April 29, 2014



Prompted by renewed complaints about vehicles parked in yards - ranging from cars to boats to campers - the Carroll City Council is considering a parking ban.

The council discussed an ordinance provided by Carroll Police Chief Jeff Cayler during its Monday night meeting. The ban would prohibit residents from parking on grass or gravel in front or side yards. A vehicle could be parked only on an all-weather surface, such as asphalt or Portland cement concrete, and the paving could not take up more than 40 percent of the yard space.

A side lot would have to be connected to the curb via a paved driveway. Recreational vehicles and trailers would be allowed to be parked in rear yards.

Complaints regarding tractors, boats and vehicles in front yards often increase during the spring, said Cayler. Residents are starting to use the vehicles again, and moving the vehicles after or during a steady rain often results in muddy ruts being formed along the curbs in town. Those vehicles can also be a safety hazard when parked on corner lots - they can block the line of sight for drivers stopped at intersections, he added.

Cayler contacted officials from and reviewed policies of Marshalltown, Storm Lake, Belmond, Mason City and Newton, among other municipalities, before presenting the proposed ordinance to the council.

Residents in violation of the ban would likely receive a warning, followed by a parking ticket - a fine of $10, he said. If the resident continues to make no effort to move the vehicle, the violation could be increased to a municipal infraction, with a fine of up to $750.

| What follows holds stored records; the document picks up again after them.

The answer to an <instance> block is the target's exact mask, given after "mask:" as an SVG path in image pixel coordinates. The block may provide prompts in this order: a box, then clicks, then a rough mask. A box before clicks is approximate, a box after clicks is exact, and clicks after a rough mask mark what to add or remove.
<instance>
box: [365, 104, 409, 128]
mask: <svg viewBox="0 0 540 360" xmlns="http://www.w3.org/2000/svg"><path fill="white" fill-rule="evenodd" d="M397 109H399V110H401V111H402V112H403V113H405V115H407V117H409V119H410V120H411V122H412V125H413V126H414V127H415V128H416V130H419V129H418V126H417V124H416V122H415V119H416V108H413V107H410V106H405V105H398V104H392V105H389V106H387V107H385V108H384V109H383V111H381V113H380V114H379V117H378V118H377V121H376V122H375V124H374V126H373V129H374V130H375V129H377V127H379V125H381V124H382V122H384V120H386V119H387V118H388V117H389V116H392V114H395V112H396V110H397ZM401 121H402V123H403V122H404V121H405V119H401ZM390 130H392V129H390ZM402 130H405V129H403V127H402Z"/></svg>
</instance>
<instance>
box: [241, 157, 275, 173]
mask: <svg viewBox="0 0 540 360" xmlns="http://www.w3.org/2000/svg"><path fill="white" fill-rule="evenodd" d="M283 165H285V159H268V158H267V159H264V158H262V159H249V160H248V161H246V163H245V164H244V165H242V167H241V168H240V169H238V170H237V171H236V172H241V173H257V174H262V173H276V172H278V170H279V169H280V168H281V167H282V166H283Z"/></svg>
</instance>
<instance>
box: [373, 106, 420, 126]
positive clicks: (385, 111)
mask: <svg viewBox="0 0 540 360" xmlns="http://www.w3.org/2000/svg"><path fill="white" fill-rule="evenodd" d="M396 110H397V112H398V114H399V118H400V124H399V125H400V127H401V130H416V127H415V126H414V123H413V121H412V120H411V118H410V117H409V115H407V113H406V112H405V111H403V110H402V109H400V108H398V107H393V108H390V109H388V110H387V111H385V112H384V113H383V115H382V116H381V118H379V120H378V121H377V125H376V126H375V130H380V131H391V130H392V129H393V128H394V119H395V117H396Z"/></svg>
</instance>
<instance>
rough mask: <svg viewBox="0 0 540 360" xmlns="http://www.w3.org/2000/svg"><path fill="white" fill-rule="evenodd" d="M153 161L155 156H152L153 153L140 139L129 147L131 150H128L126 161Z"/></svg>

"I don't see our officers driving around town looking for this unless it's very blatant, " Cayler said. "This gives us a tool - if we get a call, we can go look at it" and determine if the situation is a violation.

Mayor Adam Schweers suggested that the ordinance could also encourage residents who own rental properties to add parking to ensure there is enough space for the vehicles of all their tenants.

The council is waiting to take action until members hear feedback from the community.

In other action, the council approved salary increases for city employees. Police officers will receive a 1.5 percent increase on July 1 and a 2 percent increase on Jan. 1, 2015. Public works employees will receive a 50-cent-per-hour increase on July 1, 2014. All other full-time city positions will receive a 1.5 percent increase on July 1 and a 2 percent increase on Jan. 1, 2015. The volunteer fire department chief will receive a 3.5 percent increase as of Jan. 1, 2015.